Strings

Strings are complicated. ("Anyone who says differently is selling something.")

In Perl, a lot of the complications are hidden away. This is an example of Perl's DWIM approach. For the most part, strings in Perl behave as we expect and we don't really think about it too much.

In Rust, all of the complications of strings are right in our faces. Rust's approach is not DWIM, rather Rust prefers to be explicit about most everything. One consequence of this is that we end up with multiple types for strings!

Let's look at our "hello name" examples again. In Perl, we had

#!/usr/bin/env perl

use v5.28;
use warnings;

my $name = "Tim";

say "Hello, $name!";

while in Rust, we had

fn main() {
    let name = "Tim";

    println!("Hello, {}!", name);
}

Again, we see that Rust's let is kind of like Perl's my and it's apparently inferring the type of the string literal. Writing it explicitly, we'd have the following

fn main() {
    let name: &str = "Tim";

    println!("Hello, {}!", name);
}

So the type of name is &str. What is that? It's a string slice, which is not very similar to a Perl string. The static string literal is somewhere in memory and we just get a view into it. Rust has another type called String which is more akin to a Perl string. A Rust String is a dynamic chunk of memory holding our string, but to get one from a string literal we have to convert it. One way to do that is like so

fn main() {
    let name: String = String::from("Tim");

    println!("Hello, {}!", name);
}

Again, we could let Rust infer the type--- which truly feels redundant here--- and just write

fn main() {
    let name = String::from("Tim");

    println!("Hello, {}!", name);
}

but it still seems like a lot of work for just a string. But wait, there's more!

Decoded or not?

A String in Rust is a sequence of bytes that is guaranteed to be valid UTF-8. And a &str is a slice that always points to a valid UTF-8 sequence, so it can be used to view into a String as well as a static string literal. So these are akin to decoded strings in Perl.

In Perl, if we don't decode a string, explicitly or implicitly, then it's just a sequence of arbitrary bytes. The same thing in Rust would be a byte slice.


#![allow(unused_variables)]
fn main() {
    let name = b"Tim";
    println!("{:?}", name);
}

Running this would produce [84, 105, 109], where 84 is the 'T', 105 is the 'i', and 109 is the 'm'. So b"Tim" contains all of the data to make a string, but it's not really a string yet.

Characters

I guess now is a good time to mention that a character in Rust is not stored in a byte. A char is a single UTF-32 character, so it takes four bytes. So a string in Rust is not a sequence of characters! A String is a UTF-8 sequence, but a char is a UTF-32 value.

Foreign strings

The Rust standard library also contains some string types for dealing with sequences of bytes that do not decode into valid UTF-8, but are still considered strings in other contexts.

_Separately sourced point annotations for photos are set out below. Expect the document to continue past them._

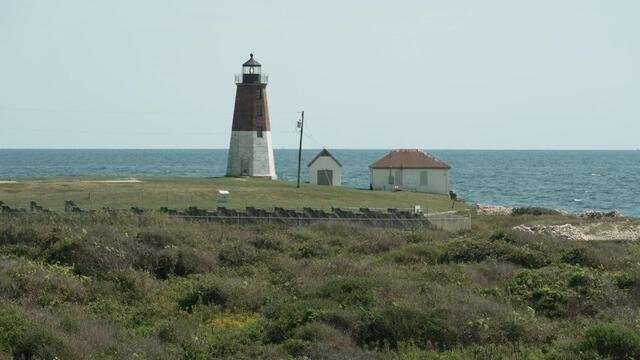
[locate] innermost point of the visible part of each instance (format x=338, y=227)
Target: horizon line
x=355, y=149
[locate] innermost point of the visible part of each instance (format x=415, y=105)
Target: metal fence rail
x=392, y=217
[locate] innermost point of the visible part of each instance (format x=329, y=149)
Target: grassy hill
x=148, y=286
x=153, y=192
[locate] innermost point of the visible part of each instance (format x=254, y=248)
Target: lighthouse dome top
x=251, y=61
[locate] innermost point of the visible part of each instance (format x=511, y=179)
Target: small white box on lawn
x=223, y=196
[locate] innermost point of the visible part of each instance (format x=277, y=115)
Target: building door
x=244, y=167
x=325, y=177
x=399, y=177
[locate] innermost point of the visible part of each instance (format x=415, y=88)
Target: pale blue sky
x=369, y=74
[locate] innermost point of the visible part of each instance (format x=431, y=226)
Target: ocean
x=568, y=180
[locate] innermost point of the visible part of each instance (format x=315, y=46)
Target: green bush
x=392, y=325
x=477, y=251
x=612, y=341
x=237, y=254
x=204, y=295
x=348, y=291
x=561, y=291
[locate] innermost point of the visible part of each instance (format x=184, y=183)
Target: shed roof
x=409, y=159
x=324, y=152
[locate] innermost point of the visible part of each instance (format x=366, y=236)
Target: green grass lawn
x=154, y=192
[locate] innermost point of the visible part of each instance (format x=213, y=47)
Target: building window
x=424, y=178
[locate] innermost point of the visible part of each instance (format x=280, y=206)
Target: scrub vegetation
x=126, y=286
x=180, y=193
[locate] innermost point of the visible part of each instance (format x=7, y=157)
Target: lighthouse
x=250, y=149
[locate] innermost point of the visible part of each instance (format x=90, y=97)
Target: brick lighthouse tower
x=250, y=150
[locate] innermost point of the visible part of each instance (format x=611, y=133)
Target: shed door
x=244, y=167
x=325, y=177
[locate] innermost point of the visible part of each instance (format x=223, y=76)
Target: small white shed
x=412, y=170
x=325, y=169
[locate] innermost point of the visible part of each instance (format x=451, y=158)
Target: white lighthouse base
x=250, y=155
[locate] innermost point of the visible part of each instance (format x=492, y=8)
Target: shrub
x=477, y=251
x=27, y=340
x=421, y=253
x=237, y=254
x=561, y=291
x=348, y=291
x=205, y=295
x=392, y=325
x=612, y=340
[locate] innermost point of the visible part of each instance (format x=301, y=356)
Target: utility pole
x=301, y=126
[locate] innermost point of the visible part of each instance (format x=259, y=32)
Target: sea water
x=569, y=180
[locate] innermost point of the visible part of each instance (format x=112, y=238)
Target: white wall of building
x=325, y=163
x=437, y=180
x=255, y=153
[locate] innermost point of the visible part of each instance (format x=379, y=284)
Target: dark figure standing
x=453, y=196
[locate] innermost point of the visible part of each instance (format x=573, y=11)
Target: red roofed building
x=410, y=169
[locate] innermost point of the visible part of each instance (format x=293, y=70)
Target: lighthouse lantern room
x=250, y=148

For things like path names, we have operating system strings, std::ffi::OSString and std::ffi::OSStr. The OSString is like String, but it could contain, say, a Windows-1252 string with values that are not valid UTF-8. The OSStr is analogous to str, so we usually see it as &OSStr just as we usually see &str.

Rust also has types just for going back and forth between C code, std::ffi::CString and std::ffi::CStr. In C, strings are null-terminated sequences of bytes. It's not inexpensive to convert those to and from Rust Strings, so we sometimes use Cstring and &Cstr instead.